В этих моих воспоминаниях много длиннот, просчетов и прочих несовершенств, но в них нет описаний типа: «Дом представлял из себя высокое каменное строение, крытое черепицей, с двумя очень большими башнями с двух сторон, со множеством небольших башенок, по вечерам освещаемых розовым светом заката…» или «Пьер был единственным из нас с овалом лица скорее округлым, с почти голубыми глазами, унаследованными от матери…» Нет, я не описывал ни Клода, ни тетушку Габриэль, ни даже дедушку, хотя о нем сказано здесь немало. Вы, наверное, знаете, что дед мой был довольно высокого роста, что тетушка Габриэль была очень красива, а у Клода была не в порядке левая рука. Вот и все. Вместо описания действующих лиц я бы с удовольствием ограничился такими авторскими указаниями, которыми когда-то сопровождались некоторые театральные пьесы: один выходит во двор, другой входит через сад. Дворы экономические и социальные, разумеется, а сады — сады верований. Я был бы не прочь представить читателю нечто вроде инструкции по изучению различных вариантов сочетания наследственности, окружающей среды, обычаев, почти абстрактные силуэты, окраску и вес которым придают лишь те ситуации, в которых они встречаются. Не идеи, разумеется, а именно ситуации. Думаю, это скромное описание стало бы формой истинного реализма в искусстве, поскольку в любом случае теперь каждый знает, что, перемещаясь в пространстве между случайностью и необходимостью, мы представляем собой едва ли что-либо большее, чем продукт обстоятельств, в которых мы барахтаемся и которые, собственно, нас и составляют. А в изложении прошлого по таким вот правилам, возможно, проявилось бы — предел мечтаний! — нечто современное.

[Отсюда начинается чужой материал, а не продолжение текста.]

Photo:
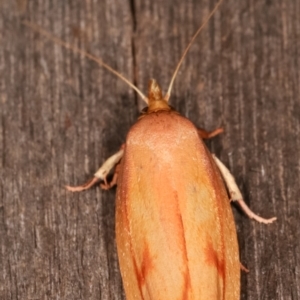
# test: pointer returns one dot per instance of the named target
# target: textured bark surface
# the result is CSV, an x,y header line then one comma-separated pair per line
x,y
61,115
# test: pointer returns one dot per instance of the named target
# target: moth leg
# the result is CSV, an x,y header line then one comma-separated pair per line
x,y
236,194
209,134
101,174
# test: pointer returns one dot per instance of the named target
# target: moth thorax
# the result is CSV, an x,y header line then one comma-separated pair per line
x,y
156,101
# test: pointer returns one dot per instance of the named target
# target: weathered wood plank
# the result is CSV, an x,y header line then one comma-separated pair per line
x,y
61,116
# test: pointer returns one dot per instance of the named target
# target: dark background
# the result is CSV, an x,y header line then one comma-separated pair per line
x,y
61,115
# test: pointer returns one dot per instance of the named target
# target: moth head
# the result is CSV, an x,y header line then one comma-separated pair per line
x,y
156,101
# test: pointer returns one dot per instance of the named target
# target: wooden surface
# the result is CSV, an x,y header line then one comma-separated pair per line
x,y
61,115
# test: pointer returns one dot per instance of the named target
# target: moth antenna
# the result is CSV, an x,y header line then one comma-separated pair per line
x,y
167,96
58,41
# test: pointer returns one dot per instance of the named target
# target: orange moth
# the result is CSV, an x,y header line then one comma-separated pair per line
x,y
175,232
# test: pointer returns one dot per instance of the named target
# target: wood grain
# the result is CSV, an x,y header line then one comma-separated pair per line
x,y
62,115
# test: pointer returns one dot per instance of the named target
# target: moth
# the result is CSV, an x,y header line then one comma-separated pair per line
x,y
175,232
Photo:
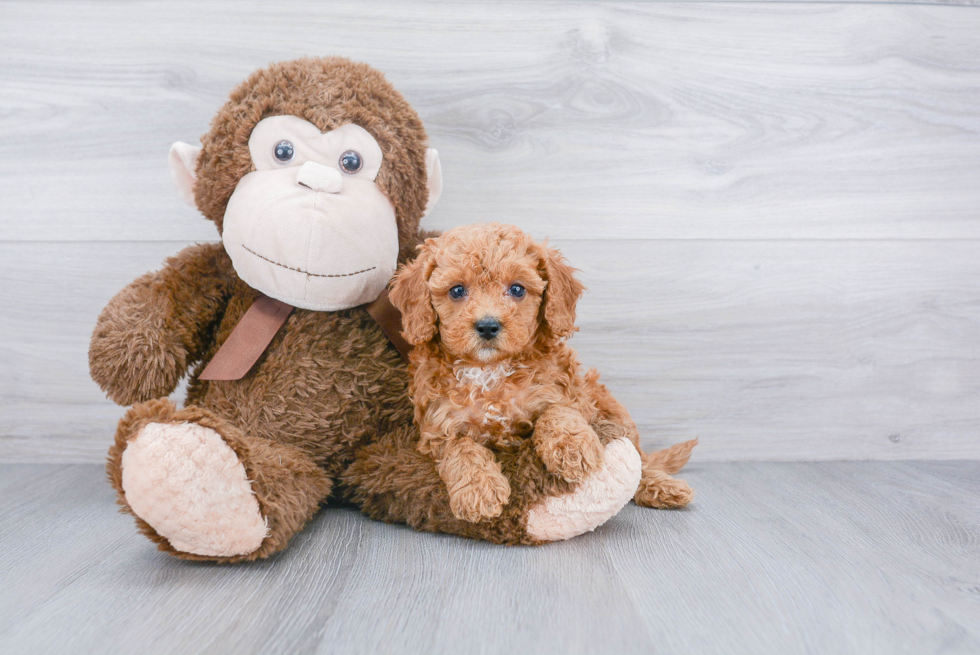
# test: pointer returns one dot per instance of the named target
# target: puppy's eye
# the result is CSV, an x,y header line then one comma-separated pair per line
x,y
284,151
351,162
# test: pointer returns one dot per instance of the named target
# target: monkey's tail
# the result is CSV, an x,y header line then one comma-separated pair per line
x,y
670,460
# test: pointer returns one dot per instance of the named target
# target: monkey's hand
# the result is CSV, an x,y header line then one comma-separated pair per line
x,y
567,444
155,328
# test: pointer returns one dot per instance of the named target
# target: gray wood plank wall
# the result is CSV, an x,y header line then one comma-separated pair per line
x,y
776,206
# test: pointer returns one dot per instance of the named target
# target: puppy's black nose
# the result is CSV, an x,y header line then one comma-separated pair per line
x,y
487,328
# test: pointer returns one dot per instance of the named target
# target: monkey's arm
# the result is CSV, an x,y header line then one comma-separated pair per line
x,y
153,330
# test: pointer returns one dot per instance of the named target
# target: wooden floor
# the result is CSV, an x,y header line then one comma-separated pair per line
x,y
855,557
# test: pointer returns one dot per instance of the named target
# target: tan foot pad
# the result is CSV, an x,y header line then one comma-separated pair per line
x,y
595,501
186,482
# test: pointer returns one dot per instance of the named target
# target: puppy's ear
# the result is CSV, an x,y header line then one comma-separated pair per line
x,y
561,294
410,294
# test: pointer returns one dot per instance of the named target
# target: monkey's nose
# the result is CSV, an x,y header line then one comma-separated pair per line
x,y
487,328
320,178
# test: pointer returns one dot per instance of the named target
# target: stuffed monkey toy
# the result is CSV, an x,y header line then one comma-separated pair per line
x,y
316,174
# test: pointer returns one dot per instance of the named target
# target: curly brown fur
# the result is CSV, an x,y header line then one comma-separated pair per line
x,y
330,382
328,92
520,382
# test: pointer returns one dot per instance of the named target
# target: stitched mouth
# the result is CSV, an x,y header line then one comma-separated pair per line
x,y
299,270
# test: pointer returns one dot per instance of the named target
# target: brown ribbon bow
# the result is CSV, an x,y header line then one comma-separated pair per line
x,y
262,321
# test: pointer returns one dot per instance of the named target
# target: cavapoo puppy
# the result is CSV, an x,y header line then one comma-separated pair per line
x,y
488,311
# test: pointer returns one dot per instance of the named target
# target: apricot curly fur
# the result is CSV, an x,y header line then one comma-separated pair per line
x,y
325,410
524,383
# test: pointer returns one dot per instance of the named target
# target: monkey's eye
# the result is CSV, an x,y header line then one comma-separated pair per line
x,y
284,151
351,162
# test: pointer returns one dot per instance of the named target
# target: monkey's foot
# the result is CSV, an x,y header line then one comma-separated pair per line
x,y
594,502
189,486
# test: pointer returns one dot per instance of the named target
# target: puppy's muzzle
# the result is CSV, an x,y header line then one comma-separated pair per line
x,y
488,328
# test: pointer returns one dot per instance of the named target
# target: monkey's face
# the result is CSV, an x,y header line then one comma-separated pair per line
x,y
309,226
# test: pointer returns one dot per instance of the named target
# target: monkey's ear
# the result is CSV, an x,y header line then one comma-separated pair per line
x,y
434,170
183,161
410,294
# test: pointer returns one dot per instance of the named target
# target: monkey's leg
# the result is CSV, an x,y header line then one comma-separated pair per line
x,y
202,490
391,481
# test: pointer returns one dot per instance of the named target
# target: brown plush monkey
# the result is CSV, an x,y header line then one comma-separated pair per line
x,y
316,174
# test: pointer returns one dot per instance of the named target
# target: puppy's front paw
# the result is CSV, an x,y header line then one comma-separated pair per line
x,y
572,454
479,497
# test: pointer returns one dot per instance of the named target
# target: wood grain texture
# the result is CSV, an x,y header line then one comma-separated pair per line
x,y
855,557
629,120
768,350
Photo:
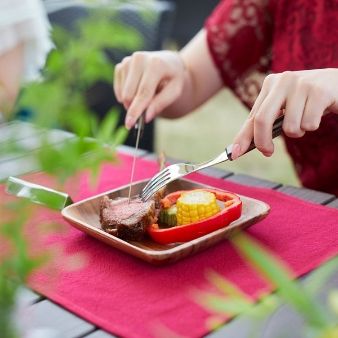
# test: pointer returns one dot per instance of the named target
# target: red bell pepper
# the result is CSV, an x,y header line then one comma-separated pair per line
x,y
184,233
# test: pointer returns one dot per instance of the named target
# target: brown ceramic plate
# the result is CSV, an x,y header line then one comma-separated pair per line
x,y
84,215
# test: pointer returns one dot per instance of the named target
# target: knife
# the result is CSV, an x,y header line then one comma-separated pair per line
x,y
139,126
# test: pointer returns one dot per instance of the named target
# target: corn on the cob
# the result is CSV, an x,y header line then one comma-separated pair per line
x,y
194,206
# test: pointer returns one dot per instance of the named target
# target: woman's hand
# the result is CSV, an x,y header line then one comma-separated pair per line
x,y
304,95
148,81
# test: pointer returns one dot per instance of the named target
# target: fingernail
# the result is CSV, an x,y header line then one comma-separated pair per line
x,y
129,122
149,115
236,149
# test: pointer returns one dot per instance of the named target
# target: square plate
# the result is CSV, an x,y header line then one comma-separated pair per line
x,y
85,216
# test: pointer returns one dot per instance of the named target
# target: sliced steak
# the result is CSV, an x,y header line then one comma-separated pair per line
x,y
127,220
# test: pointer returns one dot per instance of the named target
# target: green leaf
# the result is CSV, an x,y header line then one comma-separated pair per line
x,y
275,271
333,301
107,126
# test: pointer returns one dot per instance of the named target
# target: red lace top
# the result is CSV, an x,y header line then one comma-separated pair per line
x,y
249,38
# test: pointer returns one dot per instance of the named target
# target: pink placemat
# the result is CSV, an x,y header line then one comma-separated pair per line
x,y
128,297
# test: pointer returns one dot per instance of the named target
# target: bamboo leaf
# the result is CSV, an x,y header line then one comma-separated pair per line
x,y
275,271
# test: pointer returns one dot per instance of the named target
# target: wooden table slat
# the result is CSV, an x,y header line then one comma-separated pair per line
x,y
48,315
253,181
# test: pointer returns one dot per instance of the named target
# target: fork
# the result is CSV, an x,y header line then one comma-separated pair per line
x,y
178,170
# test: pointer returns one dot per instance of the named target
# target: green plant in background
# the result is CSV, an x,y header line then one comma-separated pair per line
x,y
59,99
320,322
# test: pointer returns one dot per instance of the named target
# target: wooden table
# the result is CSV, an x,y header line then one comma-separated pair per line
x,y
47,314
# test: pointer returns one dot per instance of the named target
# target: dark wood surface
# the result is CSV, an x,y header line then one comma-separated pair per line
x,y
47,314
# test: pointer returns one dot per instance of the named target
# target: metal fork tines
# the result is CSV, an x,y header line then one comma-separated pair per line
x,y
175,171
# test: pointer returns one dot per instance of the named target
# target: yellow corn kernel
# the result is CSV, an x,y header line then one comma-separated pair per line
x,y
193,206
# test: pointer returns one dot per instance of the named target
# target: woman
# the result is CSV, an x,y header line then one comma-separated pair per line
x,y
243,41
24,43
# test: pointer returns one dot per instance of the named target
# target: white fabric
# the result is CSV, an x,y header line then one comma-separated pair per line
x,y
25,21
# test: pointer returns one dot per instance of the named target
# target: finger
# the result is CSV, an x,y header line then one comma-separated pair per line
x,y
145,93
314,110
264,119
267,84
244,137
117,82
294,109
123,75
167,95
133,78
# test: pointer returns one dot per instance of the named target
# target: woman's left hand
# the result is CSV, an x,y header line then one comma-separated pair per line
x,y
304,95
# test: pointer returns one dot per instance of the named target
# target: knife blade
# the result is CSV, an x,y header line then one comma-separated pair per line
x,y
139,126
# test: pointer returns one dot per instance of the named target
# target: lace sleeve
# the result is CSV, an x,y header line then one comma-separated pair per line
x,y
239,34
24,21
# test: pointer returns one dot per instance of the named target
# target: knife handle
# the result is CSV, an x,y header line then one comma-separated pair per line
x,y
276,131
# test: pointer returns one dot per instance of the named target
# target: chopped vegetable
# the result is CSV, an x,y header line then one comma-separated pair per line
x,y
187,232
193,206
168,216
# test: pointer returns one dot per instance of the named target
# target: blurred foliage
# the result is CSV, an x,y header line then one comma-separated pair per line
x,y
59,99
319,321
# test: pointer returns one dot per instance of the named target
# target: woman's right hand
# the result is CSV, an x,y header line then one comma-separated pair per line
x,y
148,81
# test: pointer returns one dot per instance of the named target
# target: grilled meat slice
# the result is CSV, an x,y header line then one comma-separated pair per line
x,y
127,220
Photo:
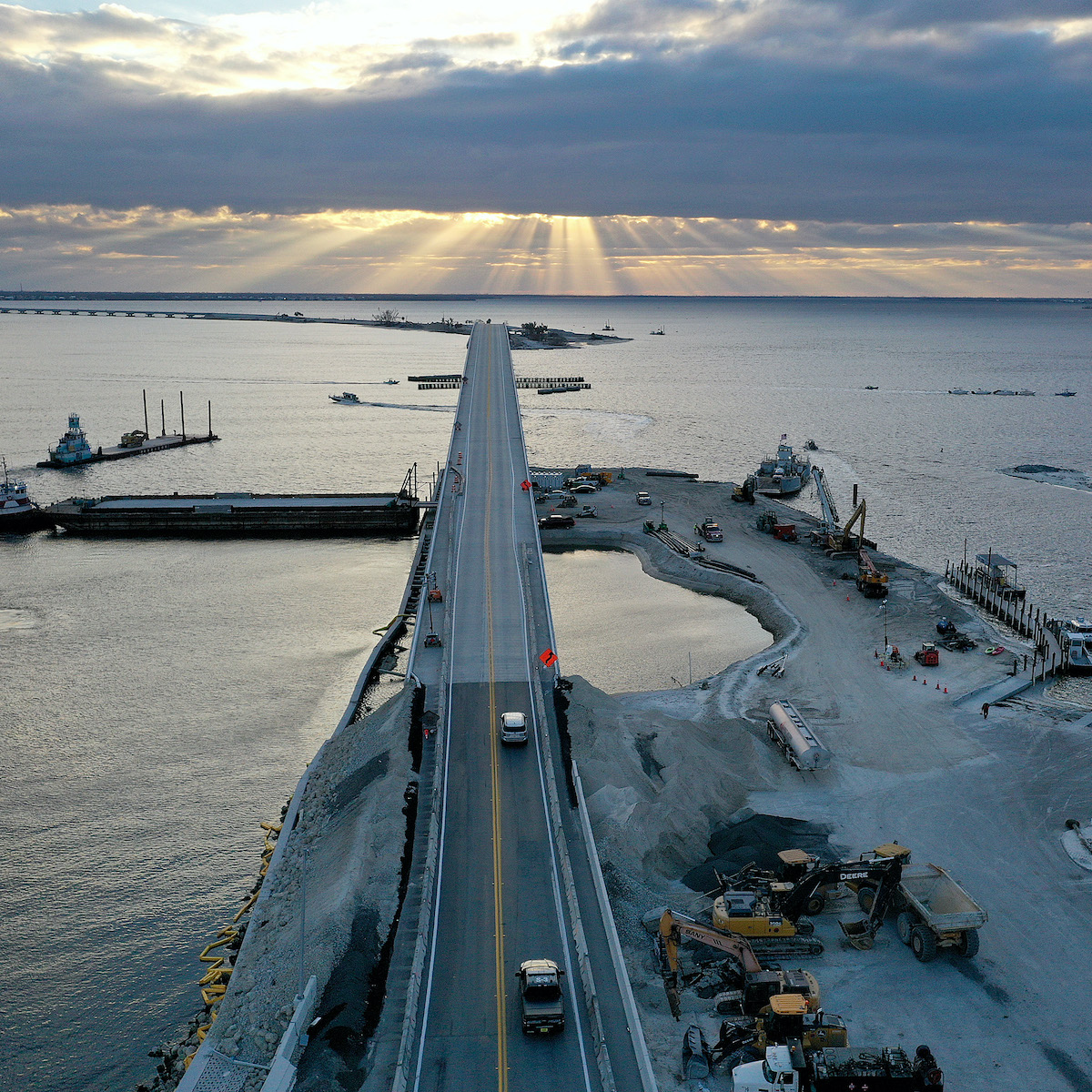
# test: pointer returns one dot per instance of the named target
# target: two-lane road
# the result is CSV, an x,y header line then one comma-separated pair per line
x,y
498,896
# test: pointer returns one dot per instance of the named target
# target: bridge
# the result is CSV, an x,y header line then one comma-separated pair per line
x,y
513,878
505,867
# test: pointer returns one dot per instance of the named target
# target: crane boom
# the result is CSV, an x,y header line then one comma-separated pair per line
x,y
829,524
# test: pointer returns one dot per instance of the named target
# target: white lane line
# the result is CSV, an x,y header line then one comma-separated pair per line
x,y
574,1003
443,808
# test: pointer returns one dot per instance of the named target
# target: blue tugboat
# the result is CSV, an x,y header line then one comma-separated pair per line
x,y
74,447
17,512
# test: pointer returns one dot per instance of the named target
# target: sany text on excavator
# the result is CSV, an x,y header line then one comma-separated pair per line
x,y
757,984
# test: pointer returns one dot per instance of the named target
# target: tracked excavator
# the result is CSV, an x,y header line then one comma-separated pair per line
x,y
762,905
758,986
871,581
786,1019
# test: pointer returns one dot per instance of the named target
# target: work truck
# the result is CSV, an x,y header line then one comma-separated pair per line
x,y
839,1069
541,996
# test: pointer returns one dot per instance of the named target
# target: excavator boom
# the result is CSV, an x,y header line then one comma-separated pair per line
x,y
675,926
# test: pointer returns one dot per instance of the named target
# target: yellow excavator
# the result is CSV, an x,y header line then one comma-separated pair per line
x,y
758,984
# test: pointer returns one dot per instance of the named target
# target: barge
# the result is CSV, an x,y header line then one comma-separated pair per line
x,y
239,514
74,449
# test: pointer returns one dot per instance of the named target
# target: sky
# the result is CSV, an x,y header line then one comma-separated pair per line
x,y
674,147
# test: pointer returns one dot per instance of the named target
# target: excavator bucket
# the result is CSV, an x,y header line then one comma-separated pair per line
x,y
858,934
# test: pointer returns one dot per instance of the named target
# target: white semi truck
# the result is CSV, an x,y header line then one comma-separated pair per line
x,y
839,1069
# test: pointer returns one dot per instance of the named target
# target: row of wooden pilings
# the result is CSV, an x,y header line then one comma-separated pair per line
x,y
1019,615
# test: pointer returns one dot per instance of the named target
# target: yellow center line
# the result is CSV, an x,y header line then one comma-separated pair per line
x,y
497,879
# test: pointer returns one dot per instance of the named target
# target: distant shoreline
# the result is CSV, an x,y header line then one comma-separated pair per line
x,y
336,298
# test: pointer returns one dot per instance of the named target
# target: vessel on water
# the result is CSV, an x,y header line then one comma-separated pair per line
x,y
784,474
998,574
17,512
72,447
1076,640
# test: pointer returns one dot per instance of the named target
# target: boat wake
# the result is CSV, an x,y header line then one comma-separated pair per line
x,y
1052,475
15,620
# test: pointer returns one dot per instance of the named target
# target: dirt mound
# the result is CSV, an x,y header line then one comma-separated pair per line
x,y
758,838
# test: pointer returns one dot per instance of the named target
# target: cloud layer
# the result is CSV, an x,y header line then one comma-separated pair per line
x,y
863,110
80,247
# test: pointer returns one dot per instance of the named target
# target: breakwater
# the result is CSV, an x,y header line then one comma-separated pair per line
x,y
1051,656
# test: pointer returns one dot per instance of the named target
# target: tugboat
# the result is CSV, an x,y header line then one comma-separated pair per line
x,y
1076,639
74,447
784,474
17,512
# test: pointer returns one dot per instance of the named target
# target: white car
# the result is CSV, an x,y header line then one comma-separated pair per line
x,y
513,729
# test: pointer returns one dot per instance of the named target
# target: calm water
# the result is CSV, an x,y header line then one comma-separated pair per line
x,y
158,699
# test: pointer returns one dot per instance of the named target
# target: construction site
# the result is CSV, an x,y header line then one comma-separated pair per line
x,y
845,862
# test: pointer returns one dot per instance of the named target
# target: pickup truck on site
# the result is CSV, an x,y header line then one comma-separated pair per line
x,y
710,530
541,996
549,522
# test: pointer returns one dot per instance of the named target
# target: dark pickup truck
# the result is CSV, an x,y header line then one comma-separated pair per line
x,y
541,996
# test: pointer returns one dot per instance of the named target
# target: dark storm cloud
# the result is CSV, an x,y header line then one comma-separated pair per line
x,y
688,108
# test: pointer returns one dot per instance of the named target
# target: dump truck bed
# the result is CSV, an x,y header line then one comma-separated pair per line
x,y
939,900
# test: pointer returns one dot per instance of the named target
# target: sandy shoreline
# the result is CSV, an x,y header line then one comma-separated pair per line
x,y
664,771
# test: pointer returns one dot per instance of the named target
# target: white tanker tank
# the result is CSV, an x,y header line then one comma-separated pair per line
x,y
796,741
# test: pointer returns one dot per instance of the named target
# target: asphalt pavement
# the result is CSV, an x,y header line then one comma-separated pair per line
x,y
500,896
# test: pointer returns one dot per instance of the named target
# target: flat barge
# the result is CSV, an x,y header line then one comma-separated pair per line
x,y
239,514
150,446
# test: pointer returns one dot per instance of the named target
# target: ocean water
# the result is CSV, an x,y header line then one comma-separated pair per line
x,y
158,699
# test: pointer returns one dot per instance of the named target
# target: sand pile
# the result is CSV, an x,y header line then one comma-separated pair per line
x,y
350,818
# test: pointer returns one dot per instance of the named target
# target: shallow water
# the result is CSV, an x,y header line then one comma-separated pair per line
x,y
158,699
623,631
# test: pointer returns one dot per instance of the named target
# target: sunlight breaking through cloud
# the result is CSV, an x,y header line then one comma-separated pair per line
x,y
410,251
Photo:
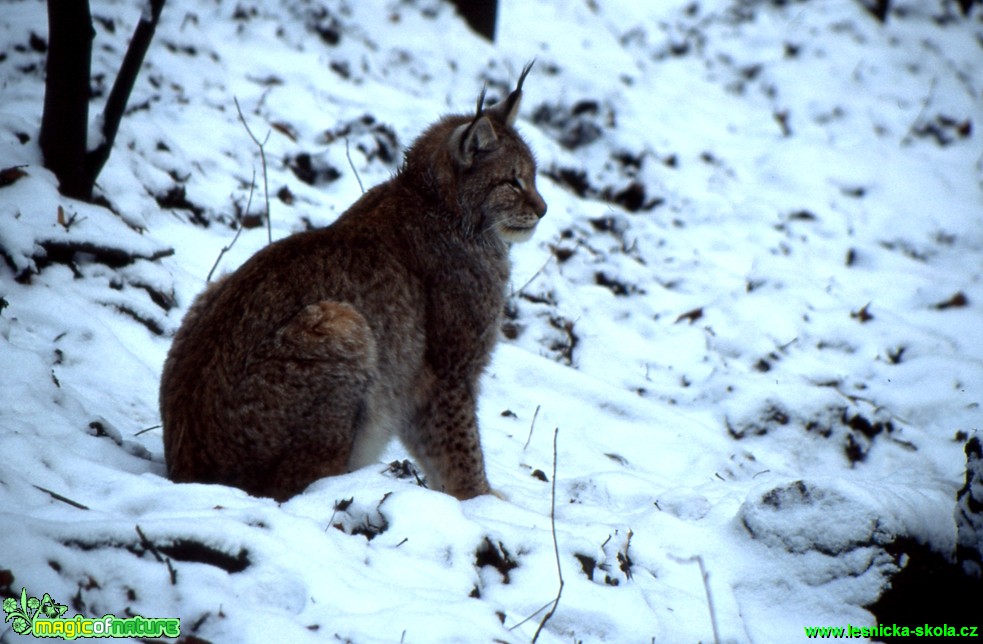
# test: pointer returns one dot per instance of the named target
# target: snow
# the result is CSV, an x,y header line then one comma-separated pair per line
x,y
765,353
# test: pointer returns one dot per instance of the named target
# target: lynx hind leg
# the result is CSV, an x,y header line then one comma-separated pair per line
x,y
306,398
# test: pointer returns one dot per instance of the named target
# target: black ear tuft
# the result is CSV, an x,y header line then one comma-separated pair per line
x,y
507,111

Так что, попробуем? Не будем давать описания Алена. Вы понимаете, конечно, что выглядел он так: длинные волосы, борода, зимой — свитер, летом — куртка, и, бросая вызов вековым приличиям, он никогда не носил галстука. Высокого роста, слегка близорукий, немного сутулый, довольно красивый. Мы выговаривали ему, что он запустил свою внешность, ходит грязный, и часто объясняли ему, что мы были более опрятными. Но что бы мы ни делали, что бы ни говорили, что бы ни думали, — а видит Бог, что думали мы всегда лишь о пустяках, — все казалось ему ужасным. И вряд ли стоит уточнять, что он терпеть не мог семью.
В каком-то смысле он был все-таки верен наследию, столь ему отвратительному и так давившему на него. Когда-то Клод, его отец, тоже разоблачал семью и отрекся от нее. Бунт сына отбросил отца в прошлое. Клод стал частью семьи и завещал сыну выступать против нее. Недавно я размышлял о судьбе Анны-Марии. Теперь я иногда задумывался о будущем моего двоюродного племянника. И говорил себе, конечно, что в конце концов время поступит с ним, как поступают с тонущим пловцом, которого оглушают, чтобы он не мешал вытаскивать его из воды. Во всяком случае, он успел довольно далеко отплыть от нашего берега. Всякая вера отрицает время, неизбежный износ всего в прошлом и будущем, опыт и уроки истории. Ален верил. Во что? Только в отрицание того самого прошлого, которое мы так любили, в отрицание опыта и истории. У него не было положительной веры, а было одно только отрицание. Он отбрасывал, отвергал, разрушал. Что касается строительства, то он собирался подумать об этом потом. Должен, к сожалению, сказать, что он полагал, будто мы всегда были только глупцами, а может быть, и проходимцами. Это было уже чересчур. Но я понимал, что он хотел сказать.
Как это ни парадоксально, хотя и объяснимо, но я его понимал, возможно, лучше, чем Клод. Конечно, между отцом и сыном было много общего. Но было много и противоположного. На протяжении двух предшествовавших поколений, после столь долгого застоя современность попыталась заменить собой прошлое, но потом и сама в свою очередь впала в прошедшую историю. Мой отец, а за ним и Клод представляли собой последовательные этапы этих адаптаций, в которых Ален видел лишь подсознательную или сознательную маскировку, быть может, еще более предосудительную, чем сама система, которую она прикрывала. Клод предпринял нечеловеческие усилия, чтобы, вопреки семье и наперекор ей, занять самую передовую позицию внутри демократии и Республики. Ален же презирал и Республику, и демократию. Он их презирал так же, как когда-то их презирали мой дед и прадед. Так же, но иначе. Тут уже не обошлось без влияния Маркса и Фрейда.